A story about this — 1 year ago

WORTH CONSUMING!

You almost certainly don’t know the name, and that’s okay – let’s forget image and whatnot and just talk about the music.

Live, I was electrified. So I tuned into the MySpace tracks and was… horrified! By then the album was already ordered. Thankfully, it does sound much better on CD! However, I don’t think I’ve every tried so hard to get into an album. I like the songs, sometimes for the ‘tune’, sometimes the lyrics are Currie-brilliant, and yet… What I really dislike about this album is the over-production. Live, it was guitar and keyboard, drums and bass. Here – harps?! Effing bloody saxophones?!

I’ve almost overcome those pointless pitfalls – the songs really are very good, and I wanted to listen despite my hackles rising at the damn saxamaphone. Love is not a many-splendoured thing for this ‘Weegie wordsmith, but full of poison and thorns. I like! Never is JC so spot on than when the bitter vengence creeps into his voice. If I ever loved you, shouldn’t I be crying? – definitely the song to send after the break up! There is something eerie as hell in Where Did I Go? (I like to hurt you / without you ever knowing) with minor chords that send shivers down my spine – I love the picture it paints, one I can almost grasp! Keep listening, soon I shall understand!
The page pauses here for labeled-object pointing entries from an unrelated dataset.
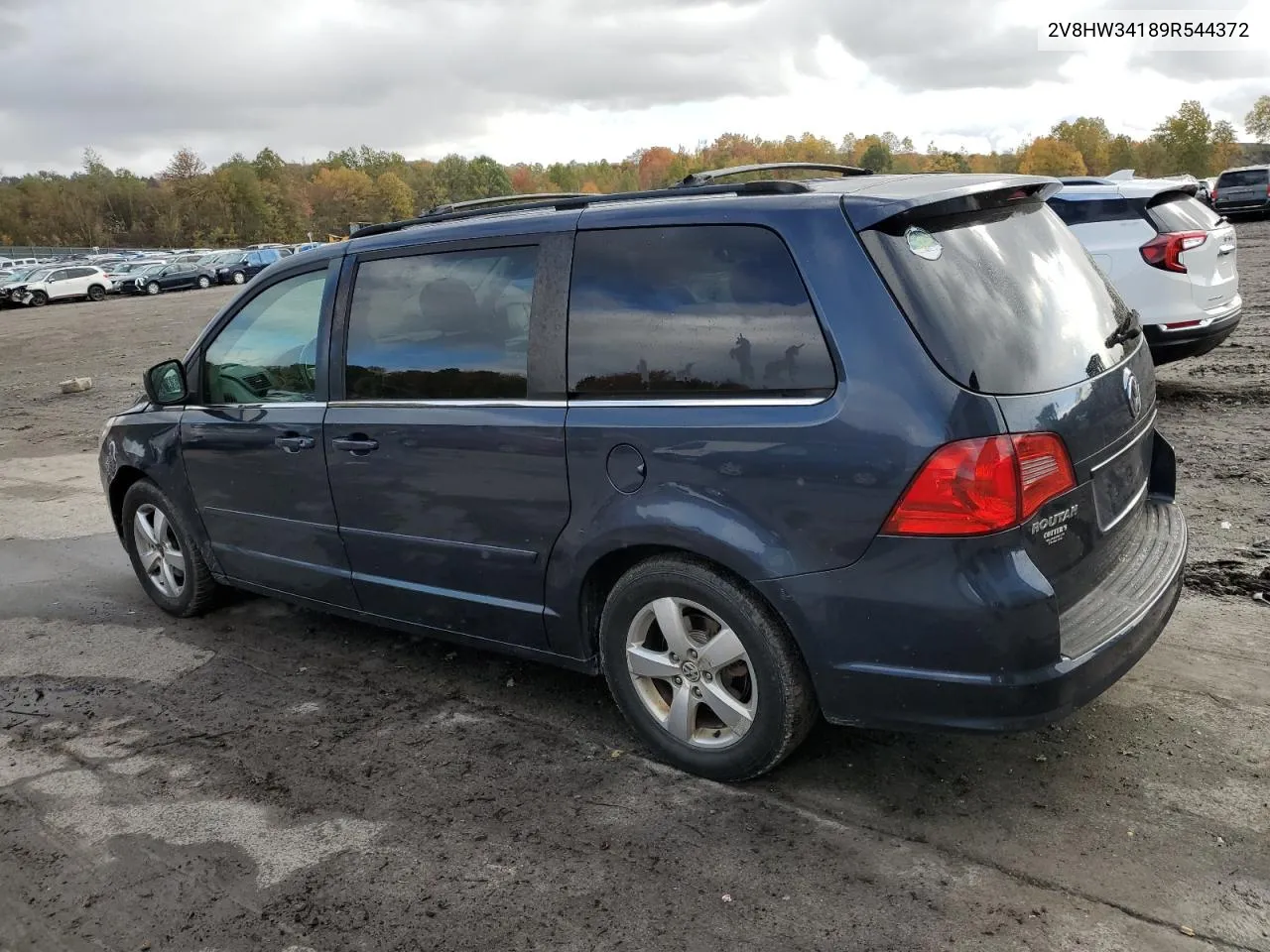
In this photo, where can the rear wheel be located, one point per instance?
(703, 670)
(163, 552)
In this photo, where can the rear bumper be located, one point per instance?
(1169, 345)
(966, 654)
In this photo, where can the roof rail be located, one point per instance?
(502, 199)
(701, 178)
(524, 203)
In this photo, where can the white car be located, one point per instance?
(62, 284)
(1170, 255)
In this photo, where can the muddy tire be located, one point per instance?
(164, 553)
(703, 669)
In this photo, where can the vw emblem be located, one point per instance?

It’s not all gloom. The tone stays pretty melancholic, but there’s something realistically sweet in You and me / Were never meant to be together / But you took off your dress / And something in that mess got changed forever

Alas, saxophones aside (really, if an album ever screamed for an acoustic version…!), there are still a few weak moments. The forum message boards asure me that Still in Love is the thematic lynchpin, but I don’t get it and find the whole thing a wailing dirge. And a man who has proved himself so lyrically gifted should never be rhyming ‘bread crust’ with anything, nor referencing Joan of Arc – repeatedly!!
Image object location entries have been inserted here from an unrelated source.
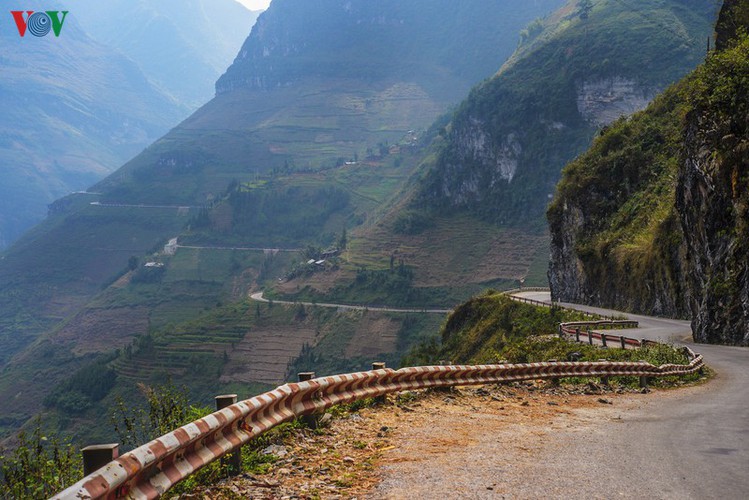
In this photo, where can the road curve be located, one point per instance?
(258, 297)
(693, 443)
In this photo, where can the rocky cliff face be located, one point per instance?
(616, 240)
(299, 39)
(713, 202)
(602, 101)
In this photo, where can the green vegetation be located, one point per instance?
(493, 328)
(39, 466)
(529, 117)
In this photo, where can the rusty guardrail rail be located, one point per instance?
(150, 470)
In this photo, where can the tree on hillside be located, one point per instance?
(583, 8)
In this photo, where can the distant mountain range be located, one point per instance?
(258, 166)
(77, 106)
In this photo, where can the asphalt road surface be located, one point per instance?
(693, 443)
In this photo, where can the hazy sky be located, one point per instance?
(255, 4)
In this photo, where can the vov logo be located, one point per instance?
(39, 24)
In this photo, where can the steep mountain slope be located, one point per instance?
(254, 169)
(471, 215)
(653, 217)
(581, 70)
(166, 37)
(72, 112)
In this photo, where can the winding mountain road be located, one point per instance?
(693, 443)
(258, 297)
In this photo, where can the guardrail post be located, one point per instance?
(97, 456)
(234, 460)
(605, 380)
(379, 365)
(309, 420)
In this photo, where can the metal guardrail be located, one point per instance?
(149, 471)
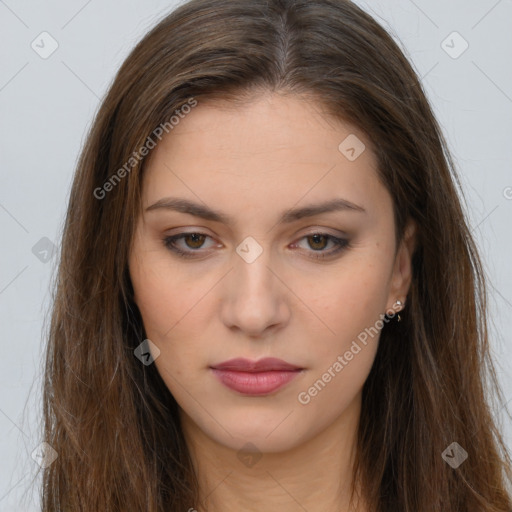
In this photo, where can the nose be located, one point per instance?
(254, 298)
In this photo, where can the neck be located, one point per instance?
(316, 475)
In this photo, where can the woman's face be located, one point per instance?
(265, 272)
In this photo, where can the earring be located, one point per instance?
(399, 303)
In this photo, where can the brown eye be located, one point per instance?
(197, 240)
(318, 241)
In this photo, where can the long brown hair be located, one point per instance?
(112, 420)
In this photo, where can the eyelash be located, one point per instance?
(341, 244)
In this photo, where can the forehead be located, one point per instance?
(271, 152)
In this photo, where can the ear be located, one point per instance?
(401, 276)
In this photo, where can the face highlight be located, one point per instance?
(262, 238)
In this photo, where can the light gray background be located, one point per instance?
(48, 104)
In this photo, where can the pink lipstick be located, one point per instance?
(255, 377)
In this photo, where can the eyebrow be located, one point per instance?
(288, 216)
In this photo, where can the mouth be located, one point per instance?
(255, 378)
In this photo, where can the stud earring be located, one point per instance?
(399, 303)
All said and done, though, I find myself wanting to put this album on. Snatches of several songs float through my head at odd times, pulling me in totally.
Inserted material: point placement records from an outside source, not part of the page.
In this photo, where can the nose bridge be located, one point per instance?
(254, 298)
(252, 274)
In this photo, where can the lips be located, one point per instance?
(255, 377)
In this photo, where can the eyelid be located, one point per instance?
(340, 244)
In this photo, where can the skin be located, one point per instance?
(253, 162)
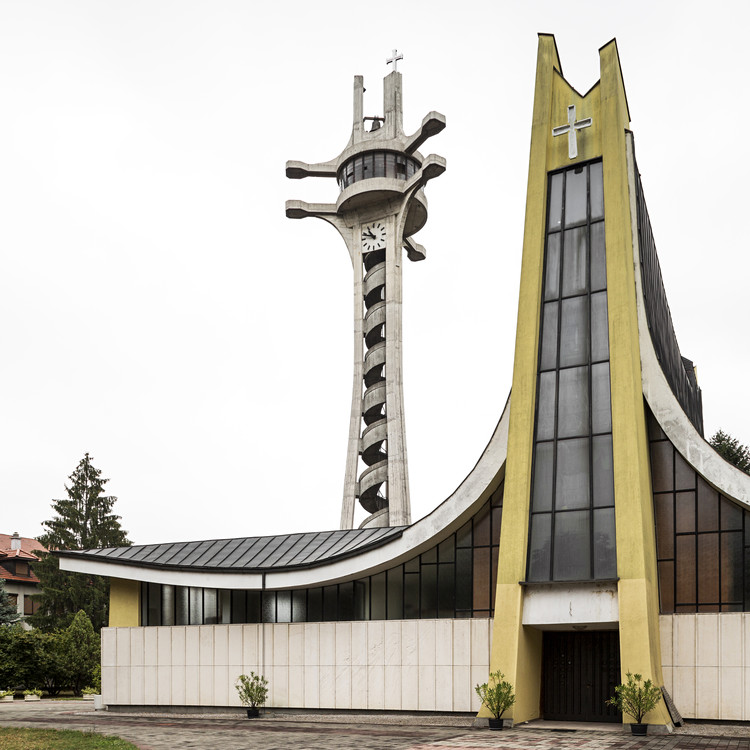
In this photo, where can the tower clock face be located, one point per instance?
(373, 236)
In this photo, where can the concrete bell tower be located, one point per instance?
(381, 176)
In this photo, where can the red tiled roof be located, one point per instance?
(8, 576)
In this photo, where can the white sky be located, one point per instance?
(159, 311)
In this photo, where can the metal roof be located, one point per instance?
(246, 554)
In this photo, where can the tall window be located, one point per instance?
(572, 504)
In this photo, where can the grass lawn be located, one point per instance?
(12, 738)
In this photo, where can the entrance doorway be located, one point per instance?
(579, 673)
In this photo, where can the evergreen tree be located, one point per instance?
(731, 450)
(8, 613)
(84, 520)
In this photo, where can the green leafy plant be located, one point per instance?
(496, 695)
(252, 690)
(636, 697)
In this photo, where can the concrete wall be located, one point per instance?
(408, 665)
(706, 664)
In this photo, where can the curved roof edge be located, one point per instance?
(452, 513)
(725, 477)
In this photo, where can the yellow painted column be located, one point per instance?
(636, 549)
(124, 603)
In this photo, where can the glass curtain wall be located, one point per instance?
(572, 529)
(454, 579)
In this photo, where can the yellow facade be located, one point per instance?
(124, 603)
(517, 648)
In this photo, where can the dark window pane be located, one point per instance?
(598, 258)
(154, 604)
(315, 605)
(482, 526)
(447, 550)
(330, 603)
(664, 513)
(268, 604)
(666, 587)
(253, 606)
(377, 597)
(429, 591)
(708, 507)
(731, 516)
(604, 489)
(573, 409)
(572, 486)
(463, 579)
(284, 606)
(446, 590)
(708, 568)
(575, 196)
(463, 535)
(482, 558)
(605, 554)
(555, 201)
(196, 605)
(685, 565)
(396, 593)
(299, 605)
(572, 548)
(552, 270)
(346, 601)
(599, 327)
(540, 545)
(542, 495)
(167, 605)
(575, 261)
(411, 596)
(601, 412)
(210, 606)
(574, 329)
(684, 476)
(731, 567)
(548, 359)
(545, 426)
(661, 467)
(685, 512)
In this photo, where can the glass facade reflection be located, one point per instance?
(572, 529)
(455, 578)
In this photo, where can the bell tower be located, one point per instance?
(381, 204)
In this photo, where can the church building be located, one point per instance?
(597, 534)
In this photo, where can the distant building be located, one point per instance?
(17, 558)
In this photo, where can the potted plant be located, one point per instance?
(253, 691)
(496, 696)
(636, 698)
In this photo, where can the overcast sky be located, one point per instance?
(158, 310)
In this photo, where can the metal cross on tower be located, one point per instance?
(394, 59)
(570, 129)
(381, 176)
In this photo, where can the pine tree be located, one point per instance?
(84, 520)
(8, 613)
(731, 450)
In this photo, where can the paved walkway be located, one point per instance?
(336, 732)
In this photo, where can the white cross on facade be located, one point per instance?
(570, 129)
(396, 57)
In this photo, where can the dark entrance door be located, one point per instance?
(579, 673)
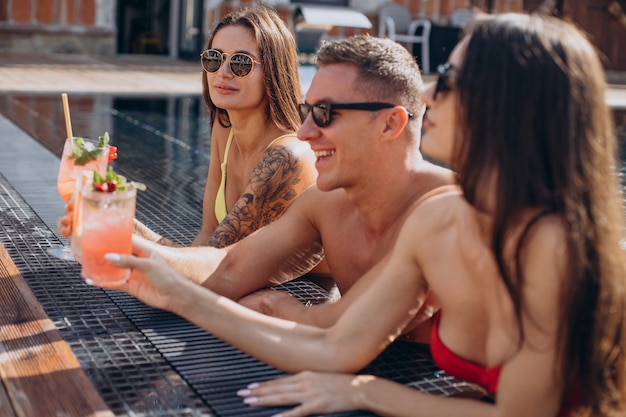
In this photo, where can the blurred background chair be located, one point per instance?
(394, 22)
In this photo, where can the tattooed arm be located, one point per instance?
(285, 170)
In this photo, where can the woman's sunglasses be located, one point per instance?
(446, 79)
(321, 112)
(240, 64)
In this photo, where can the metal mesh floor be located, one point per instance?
(146, 362)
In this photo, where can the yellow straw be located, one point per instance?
(66, 111)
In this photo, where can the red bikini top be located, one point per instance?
(461, 368)
(468, 371)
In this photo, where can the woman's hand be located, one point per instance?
(314, 392)
(151, 280)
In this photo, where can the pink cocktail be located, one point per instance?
(107, 226)
(79, 155)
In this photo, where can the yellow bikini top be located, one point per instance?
(220, 198)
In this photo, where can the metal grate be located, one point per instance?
(146, 362)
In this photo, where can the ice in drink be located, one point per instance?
(107, 226)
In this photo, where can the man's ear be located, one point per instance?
(396, 120)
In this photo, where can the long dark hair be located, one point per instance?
(531, 108)
(280, 66)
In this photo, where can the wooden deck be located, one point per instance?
(40, 374)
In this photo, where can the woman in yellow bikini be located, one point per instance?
(258, 166)
(252, 88)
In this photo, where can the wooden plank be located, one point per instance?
(39, 372)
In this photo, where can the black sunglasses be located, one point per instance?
(240, 64)
(321, 112)
(446, 78)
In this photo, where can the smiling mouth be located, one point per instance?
(321, 154)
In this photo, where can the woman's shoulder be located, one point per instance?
(290, 144)
(437, 209)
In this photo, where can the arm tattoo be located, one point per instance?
(271, 192)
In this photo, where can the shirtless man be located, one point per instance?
(370, 171)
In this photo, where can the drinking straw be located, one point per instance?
(66, 111)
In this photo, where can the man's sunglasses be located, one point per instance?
(321, 112)
(240, 64)
(446, 79)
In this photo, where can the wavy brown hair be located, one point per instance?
(279, 61)
(532, 108)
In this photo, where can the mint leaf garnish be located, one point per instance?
(84, 152)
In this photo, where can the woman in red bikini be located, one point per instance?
(524, 258)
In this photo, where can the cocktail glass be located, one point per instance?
(107, 226)
(71, 169)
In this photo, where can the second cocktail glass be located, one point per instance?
(79, 155)
(107, 226)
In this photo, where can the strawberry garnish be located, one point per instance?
(106, 187)
(112, 153)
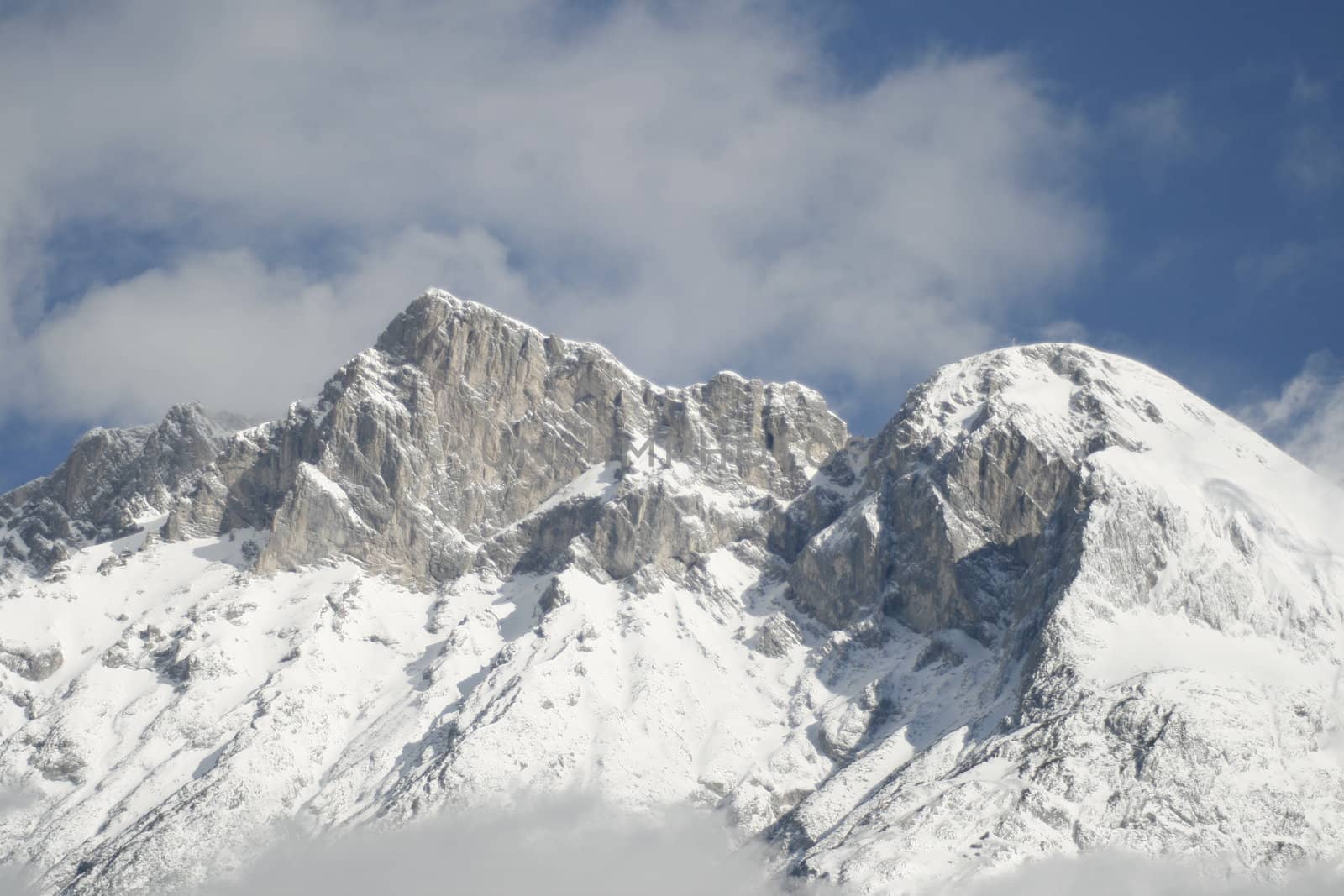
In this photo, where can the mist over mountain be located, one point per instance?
(1058, 606)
And if that’s not enough, FULL kudos to a track highlighting the importance of punctuation: the political ‘I give up’ of No, Surrenderneeds that comma! And if I tell you this final track has been said to be the sucessor, 20 years on, to Nothing Ever Happens, perhaps you’ll even know who I’m talking about!

calypte
Edinburgh

Why I want to consume this — 2 years ago

Because I heard most of it live last night, and it was more beautiful, more heartfelt, more morosely cruel, than ever before. And it’s also the kind of thing you need up close and personal, to really listen to the lyrics.